I explain my conundrum, and my genuine interest in learning more and I’m recommended to start with a degustación, a tasting. This incredible lady takes me through three different mezcals in Spanish, and it’s like Mezcal training and Spanish class in one. I’m impressed by the variety and that I understand 95% of what’s being said, I can only hope one day to be able to say 95% of the things I’m thinking in Spanish.
I leave with a better understanding of Mezcal and a promise to come back for more tutored tastings and by the end of the week I will know a lot more.
When I head back for the third time for a tasting of different expressions and varieties of Mezcal – I explain I want to learn even more and visit agave fields, I’m given a card to the man that can help me with all of that.
My days involve early work calls, I’m still mostly on European time, but an early start allows for an earlier finish so I’m fine with that. I start around 6am and finish up my day around 4pm just in time for street tacos, a quick siestita and time to explore explore.
Some of my fav spots included the Mercado 20 de Noviembre – where I got massively upsold on chiles, moles and coffee – which I don’t regret in the slightest – a fun Tiki bar – Aloha Oaxaca and Boulenc – a cool bakery, breakfast, brunch and pizza spot that bakes its own artisanal bread and is set in a beautiful courtyard.

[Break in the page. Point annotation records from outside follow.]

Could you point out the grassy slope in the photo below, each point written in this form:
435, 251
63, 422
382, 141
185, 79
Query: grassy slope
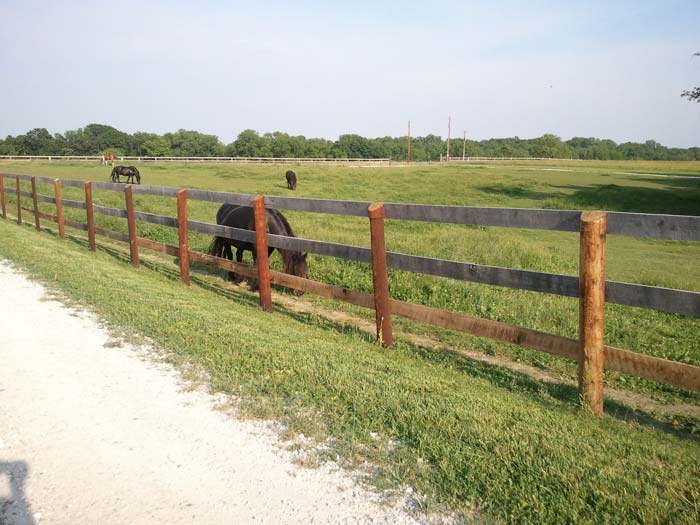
471, 436
588, 185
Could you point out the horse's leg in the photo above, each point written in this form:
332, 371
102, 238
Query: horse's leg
254, 285
233, 276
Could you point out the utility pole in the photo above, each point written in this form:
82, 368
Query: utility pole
464, 144
409, 141
449, 131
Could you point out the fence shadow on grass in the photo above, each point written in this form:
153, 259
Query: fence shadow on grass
657, 195
544, 392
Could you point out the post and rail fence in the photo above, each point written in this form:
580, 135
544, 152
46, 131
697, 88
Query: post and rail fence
591, 287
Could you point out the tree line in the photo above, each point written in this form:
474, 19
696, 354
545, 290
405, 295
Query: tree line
96, 139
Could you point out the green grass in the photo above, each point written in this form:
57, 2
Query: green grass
561, 185
480, 440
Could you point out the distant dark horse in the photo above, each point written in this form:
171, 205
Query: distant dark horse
294, 263
131, 173
291, 180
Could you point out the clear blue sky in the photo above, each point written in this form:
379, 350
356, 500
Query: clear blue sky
320, 69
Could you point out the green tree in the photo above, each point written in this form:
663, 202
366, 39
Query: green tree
692, 94
185, 143
550, 146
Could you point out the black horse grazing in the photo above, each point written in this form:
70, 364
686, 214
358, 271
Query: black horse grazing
294, 263
131, 173
291, 180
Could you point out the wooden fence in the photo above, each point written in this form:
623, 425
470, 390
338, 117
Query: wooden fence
590, 287
239, 160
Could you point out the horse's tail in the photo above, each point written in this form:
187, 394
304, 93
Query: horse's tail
216, 248
284, 222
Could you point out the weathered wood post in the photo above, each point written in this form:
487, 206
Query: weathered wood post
380, 279
35, 200
3, 203
182, 235
59, 209
90, 215
19, 201
592, 310
131, 219
263, 261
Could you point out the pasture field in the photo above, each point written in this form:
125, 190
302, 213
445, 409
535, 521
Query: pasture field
478, 439
620, 186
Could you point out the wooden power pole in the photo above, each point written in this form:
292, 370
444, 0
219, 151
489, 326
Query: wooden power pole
464, 144
449, 131
409, 141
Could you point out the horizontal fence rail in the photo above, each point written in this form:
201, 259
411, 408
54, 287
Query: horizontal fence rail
242, 160
659, 226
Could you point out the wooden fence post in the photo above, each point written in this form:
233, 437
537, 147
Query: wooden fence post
182, 235
19, 201
59, 208
263, 262
90, 215
35, 200
131, 219
380, 279
592, 310
3, 203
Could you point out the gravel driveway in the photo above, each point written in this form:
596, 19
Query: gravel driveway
90, 433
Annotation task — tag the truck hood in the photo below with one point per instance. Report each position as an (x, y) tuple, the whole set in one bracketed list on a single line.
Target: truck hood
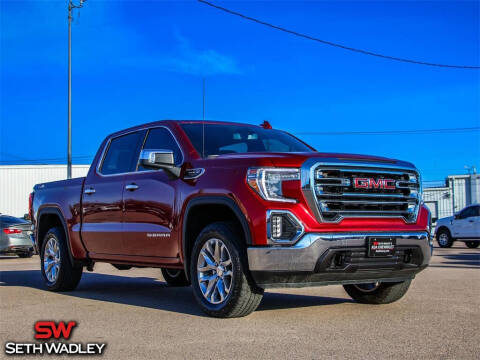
[(297, 159)]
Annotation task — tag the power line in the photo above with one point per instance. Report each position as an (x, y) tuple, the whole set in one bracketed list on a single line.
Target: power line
[(325, 42), (391, 132), (43, 159)]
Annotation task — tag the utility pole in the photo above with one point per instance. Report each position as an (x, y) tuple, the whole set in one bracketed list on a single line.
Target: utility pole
[(203, 122), (71, 6)]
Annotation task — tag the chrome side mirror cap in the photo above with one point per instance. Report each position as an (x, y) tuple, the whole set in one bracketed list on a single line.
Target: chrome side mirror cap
[(159, 159)]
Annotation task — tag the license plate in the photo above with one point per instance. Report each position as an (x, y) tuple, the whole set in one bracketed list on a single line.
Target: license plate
[(381, 247)]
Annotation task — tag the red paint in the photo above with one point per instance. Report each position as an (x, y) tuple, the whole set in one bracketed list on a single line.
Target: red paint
[(116, 225), (9, 231)]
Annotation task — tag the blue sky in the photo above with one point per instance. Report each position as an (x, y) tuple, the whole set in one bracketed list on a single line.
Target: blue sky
[(140, 61)]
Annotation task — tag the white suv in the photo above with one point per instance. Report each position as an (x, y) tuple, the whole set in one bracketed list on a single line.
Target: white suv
[(463, 226)]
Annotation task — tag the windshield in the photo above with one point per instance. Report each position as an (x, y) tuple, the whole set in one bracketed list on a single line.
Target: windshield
[(229, 139)]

I have loved Mexico ever since I first came here years ago on a tequila-related work trip. Since I’ve started learning Spanish I’ve dreamed of coming back and at one point had planned a 3 month trip here, as a back-up plan if our Spanish residency didn’t work out.
I just knew coming here with some language skills would be a game changing experience and I couldn’t wait to try out my Castellan Spanish in Mexico. Truth be told, I’m more than a little rusty after 5 months away from Spain, not speaking Spanish much aside from my weekly conversation class.
But I absolutely would not have been able to navigate or negotiate the experiences I did without a certain degree of language skills.
The highlight of Oaxaca stay was visiting Sr Israel Perez at Son de La Luna – I can’t overstate how amazing this man is, he is a real deal industry legend mezcalero maestro.
I spend a whole afternoon with him at Son de la Luna, visiting the agave fields, seeing firsthand the different species of agave all growing side by side in the field, touring this artesanal distillery, interviewing him in Spanish, and having the most phenomenal tasting, before just sitting back and watching as friends and businesses associates dropped by to say hello and the afternoon developed.
I’ll go into more detail on him in a future post, after I’ve finished transcribing my interview with him in, it might take me a while but trust me it’ll be worth it, this dude has some incredible stories and incredible mezcals.